Il me semble également très fort, et peut-être même exagéré, d’affirmer que “ceux qui ne s’alignent pas sur le gouvernement sont réduits au silence”. Il est désormais bien connu que, comme beaucoup l’ont souligné (à commencer par Tomaso Montanari dans son ouvrage A cosa serve Michelangelo?), les journaux en sont réduits à rendre compte de l’histoire de l’art et du patrimoine culturel presque exclusivement à l’occasion d’événements dont on peut parler sur un ton sensationnel (par exemple des attributions sensationnelles et des découvertes sensationnelles qui s’avèrent être des canulars sensationnels) ou pour promouvoir des publicités douteuses pour des expositions dictées pour la plupart par une logique commerciale plutôt que culturelle. Mais ceux qui ont à cœur les intérêts de la protection ont à leur disposition d’autres canaux de communication, capables d’établir un dialogue tout aussi fructueux avec le public: l’erreur la plus dommageable que l’on puisse commettre aujourd’hui est de continuer à se retrancher dans son propre groupe, en s’adressant toujours aux mêmes personnes. Bien sûr: certains se consoleront peut-être en croyant, à tort et de manière narcissique, qu’ils appartiennent à un petit groupe de rares et stoïques derniers dépositaires de la connaissance sur certains sujets. Cependant, il faut informer ceux qui se complaisent dans cette croyance que la fermeture au monde extérieur, le refus de la confrontation, l’incapacité à se tenir au courant et à regarder au-delà de son propre cercle étroit, vont à l’encontre des intérêts de la protection.

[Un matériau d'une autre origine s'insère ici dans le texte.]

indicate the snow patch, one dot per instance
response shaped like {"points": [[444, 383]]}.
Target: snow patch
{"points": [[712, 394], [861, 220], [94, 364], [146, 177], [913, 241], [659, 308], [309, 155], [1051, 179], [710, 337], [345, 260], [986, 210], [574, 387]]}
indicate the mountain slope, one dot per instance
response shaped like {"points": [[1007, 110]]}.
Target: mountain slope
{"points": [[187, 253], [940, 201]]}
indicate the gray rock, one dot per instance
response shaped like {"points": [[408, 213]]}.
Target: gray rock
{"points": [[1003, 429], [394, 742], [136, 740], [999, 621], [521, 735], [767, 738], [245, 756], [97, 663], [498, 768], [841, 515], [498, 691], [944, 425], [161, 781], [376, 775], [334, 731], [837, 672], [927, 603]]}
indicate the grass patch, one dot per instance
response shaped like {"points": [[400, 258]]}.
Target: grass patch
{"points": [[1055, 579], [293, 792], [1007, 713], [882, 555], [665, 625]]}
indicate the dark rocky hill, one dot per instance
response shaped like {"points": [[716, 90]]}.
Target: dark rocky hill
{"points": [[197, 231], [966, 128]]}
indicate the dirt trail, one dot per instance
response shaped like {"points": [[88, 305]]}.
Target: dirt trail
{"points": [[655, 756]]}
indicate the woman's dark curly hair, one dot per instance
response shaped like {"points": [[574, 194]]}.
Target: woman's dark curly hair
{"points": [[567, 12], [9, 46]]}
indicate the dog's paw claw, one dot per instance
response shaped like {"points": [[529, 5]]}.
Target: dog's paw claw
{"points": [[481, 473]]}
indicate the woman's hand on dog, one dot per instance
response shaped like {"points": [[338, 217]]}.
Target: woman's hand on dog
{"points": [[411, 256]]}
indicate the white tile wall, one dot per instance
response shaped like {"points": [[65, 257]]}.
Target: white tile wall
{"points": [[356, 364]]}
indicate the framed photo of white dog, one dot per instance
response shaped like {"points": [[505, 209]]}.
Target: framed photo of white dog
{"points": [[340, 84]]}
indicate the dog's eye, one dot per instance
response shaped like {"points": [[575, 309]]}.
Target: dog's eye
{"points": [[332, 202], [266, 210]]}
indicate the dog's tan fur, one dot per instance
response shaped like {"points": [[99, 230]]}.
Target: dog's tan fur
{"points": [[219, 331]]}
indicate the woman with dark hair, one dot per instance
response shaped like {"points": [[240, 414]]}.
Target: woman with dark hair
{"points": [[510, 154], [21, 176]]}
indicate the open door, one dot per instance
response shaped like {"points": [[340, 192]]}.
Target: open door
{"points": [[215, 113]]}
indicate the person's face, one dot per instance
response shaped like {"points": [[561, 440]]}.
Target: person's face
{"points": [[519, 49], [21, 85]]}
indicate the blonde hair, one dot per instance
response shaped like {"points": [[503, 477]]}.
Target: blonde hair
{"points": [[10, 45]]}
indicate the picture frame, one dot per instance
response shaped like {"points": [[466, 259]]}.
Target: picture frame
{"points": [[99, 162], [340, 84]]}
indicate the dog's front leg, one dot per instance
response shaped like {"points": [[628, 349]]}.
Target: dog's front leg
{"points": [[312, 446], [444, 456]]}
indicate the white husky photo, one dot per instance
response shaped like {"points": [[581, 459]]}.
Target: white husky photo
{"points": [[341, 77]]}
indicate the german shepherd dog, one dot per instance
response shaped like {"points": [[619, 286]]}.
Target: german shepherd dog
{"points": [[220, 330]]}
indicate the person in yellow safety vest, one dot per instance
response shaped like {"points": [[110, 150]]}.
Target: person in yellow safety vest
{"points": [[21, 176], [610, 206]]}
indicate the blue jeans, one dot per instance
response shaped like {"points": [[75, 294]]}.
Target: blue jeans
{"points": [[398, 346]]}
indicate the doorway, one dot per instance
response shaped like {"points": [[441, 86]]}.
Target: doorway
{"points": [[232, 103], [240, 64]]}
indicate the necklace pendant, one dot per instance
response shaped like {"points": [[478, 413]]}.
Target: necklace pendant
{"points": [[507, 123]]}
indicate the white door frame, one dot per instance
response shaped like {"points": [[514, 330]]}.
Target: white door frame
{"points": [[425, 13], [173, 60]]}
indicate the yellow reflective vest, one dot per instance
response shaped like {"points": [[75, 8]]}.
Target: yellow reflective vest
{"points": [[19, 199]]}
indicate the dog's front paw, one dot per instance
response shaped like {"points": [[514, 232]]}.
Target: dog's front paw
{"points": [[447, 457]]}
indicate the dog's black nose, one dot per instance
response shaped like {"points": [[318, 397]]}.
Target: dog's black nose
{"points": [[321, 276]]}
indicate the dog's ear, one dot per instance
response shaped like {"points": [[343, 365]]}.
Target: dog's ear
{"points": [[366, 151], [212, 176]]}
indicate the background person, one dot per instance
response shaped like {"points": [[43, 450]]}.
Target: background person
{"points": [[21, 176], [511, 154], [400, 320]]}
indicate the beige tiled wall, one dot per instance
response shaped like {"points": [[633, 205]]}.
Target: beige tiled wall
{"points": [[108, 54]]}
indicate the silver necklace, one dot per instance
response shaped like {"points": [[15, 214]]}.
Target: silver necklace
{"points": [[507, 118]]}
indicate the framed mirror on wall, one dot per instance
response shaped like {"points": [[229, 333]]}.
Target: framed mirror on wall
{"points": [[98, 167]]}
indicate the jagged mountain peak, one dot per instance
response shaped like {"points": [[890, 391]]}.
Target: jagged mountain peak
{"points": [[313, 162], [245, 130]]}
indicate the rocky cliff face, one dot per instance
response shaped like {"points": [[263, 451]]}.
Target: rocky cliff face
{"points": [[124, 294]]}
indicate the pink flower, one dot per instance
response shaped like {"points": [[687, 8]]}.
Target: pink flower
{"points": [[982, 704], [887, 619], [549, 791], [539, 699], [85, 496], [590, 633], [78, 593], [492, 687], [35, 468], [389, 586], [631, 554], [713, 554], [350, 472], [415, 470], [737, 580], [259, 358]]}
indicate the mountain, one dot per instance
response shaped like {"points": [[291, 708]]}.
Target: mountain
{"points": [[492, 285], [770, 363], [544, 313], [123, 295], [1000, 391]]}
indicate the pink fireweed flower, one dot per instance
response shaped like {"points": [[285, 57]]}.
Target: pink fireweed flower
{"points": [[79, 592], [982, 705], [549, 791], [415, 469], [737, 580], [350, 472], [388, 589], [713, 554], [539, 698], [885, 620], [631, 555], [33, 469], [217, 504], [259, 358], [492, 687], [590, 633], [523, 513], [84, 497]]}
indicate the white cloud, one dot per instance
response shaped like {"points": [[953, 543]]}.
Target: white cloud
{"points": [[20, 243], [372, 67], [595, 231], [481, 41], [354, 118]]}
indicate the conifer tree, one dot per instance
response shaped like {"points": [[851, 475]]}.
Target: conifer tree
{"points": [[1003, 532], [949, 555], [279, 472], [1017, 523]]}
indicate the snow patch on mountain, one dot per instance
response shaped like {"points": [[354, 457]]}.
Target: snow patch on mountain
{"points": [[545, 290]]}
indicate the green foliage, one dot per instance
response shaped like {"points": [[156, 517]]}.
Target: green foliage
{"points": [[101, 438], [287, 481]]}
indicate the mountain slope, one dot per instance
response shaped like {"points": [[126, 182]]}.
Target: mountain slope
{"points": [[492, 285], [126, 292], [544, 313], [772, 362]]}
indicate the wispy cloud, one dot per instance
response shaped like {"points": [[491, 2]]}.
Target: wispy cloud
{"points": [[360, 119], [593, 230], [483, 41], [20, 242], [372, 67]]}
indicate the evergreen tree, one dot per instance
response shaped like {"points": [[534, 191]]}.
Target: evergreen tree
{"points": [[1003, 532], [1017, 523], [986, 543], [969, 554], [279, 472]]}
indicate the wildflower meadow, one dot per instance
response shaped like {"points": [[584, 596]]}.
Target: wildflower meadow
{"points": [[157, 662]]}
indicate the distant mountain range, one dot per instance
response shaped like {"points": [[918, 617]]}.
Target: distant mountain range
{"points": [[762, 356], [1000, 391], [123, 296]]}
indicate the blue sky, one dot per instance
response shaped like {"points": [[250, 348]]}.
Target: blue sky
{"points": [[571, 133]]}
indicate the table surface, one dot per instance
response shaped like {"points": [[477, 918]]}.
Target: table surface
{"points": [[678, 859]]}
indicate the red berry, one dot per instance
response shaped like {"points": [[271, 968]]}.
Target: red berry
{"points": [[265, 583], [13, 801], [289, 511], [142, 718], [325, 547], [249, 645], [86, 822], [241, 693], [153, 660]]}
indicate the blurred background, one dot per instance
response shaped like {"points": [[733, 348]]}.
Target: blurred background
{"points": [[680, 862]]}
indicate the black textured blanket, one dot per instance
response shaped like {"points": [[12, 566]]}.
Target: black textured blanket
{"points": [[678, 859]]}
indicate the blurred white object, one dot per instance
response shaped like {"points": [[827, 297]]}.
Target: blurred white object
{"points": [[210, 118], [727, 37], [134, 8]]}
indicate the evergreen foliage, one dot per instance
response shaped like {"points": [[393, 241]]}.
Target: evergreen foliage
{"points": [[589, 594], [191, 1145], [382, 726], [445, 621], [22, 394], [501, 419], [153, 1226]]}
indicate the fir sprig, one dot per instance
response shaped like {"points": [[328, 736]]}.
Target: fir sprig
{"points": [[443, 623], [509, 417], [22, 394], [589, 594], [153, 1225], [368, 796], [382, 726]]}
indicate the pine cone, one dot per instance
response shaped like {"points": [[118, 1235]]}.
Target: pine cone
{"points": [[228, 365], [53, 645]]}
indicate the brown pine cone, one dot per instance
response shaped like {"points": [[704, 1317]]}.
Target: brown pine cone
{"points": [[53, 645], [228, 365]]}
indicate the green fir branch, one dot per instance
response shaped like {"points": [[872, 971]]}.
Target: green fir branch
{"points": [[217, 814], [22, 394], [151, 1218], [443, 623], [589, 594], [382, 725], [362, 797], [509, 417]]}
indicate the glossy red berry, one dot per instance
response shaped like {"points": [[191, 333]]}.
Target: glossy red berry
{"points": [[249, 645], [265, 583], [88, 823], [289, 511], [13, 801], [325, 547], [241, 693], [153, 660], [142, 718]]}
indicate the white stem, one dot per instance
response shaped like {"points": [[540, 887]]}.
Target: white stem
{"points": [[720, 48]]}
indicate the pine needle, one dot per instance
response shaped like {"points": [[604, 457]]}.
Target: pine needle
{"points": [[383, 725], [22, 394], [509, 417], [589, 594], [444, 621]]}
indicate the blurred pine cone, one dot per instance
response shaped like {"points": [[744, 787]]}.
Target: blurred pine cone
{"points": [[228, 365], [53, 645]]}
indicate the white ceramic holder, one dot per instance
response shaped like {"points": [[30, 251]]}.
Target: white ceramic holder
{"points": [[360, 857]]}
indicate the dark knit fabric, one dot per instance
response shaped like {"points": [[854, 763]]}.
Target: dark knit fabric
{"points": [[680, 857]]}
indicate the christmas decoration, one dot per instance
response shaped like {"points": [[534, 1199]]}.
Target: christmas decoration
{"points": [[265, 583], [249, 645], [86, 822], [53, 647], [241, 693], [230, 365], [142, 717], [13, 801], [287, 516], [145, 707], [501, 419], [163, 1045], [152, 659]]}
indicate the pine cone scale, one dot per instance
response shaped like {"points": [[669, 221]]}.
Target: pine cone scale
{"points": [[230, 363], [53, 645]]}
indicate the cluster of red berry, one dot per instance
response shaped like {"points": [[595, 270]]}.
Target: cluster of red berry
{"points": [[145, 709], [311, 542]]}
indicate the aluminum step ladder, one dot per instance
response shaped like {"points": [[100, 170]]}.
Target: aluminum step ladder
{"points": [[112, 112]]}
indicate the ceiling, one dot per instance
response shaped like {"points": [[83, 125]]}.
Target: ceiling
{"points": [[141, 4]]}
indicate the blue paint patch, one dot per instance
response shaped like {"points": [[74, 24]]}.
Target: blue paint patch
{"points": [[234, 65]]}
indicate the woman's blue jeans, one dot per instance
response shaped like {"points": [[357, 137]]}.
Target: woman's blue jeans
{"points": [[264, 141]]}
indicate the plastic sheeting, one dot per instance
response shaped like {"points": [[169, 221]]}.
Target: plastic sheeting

Je ne crois pas, par essence, que le patrimoine culturel soit une affaire de vieillards, ni que ceux qui ne se conforment pas à certaines lignes se trouvent dans l’impossibilité de faire connaître leurs idées. Je crois plutôt qu’un changement de paradigme est nécessaire: on peut commencer par penser à construire une communauté qui n’a pas peur de la confrontation avec des collègues plus jeunes ou qui ne considère pas déshonorant de s’ouvrir à de nouveaux canaux de communication. Une communauté plus forte, plus nourrie, plus actuelle et plus volontaire sera en mesure de créer un public plus large et plus diversifié que l’actuel: si nous n’avons pas la volonté (ou l’intérêt) de changer et de nous ouvrir, nous serons encore longtemps contraints de regretter le passé et de nous coucher sur l’idée que la seule alternative à la confrontation et à la mise à jour est le silence.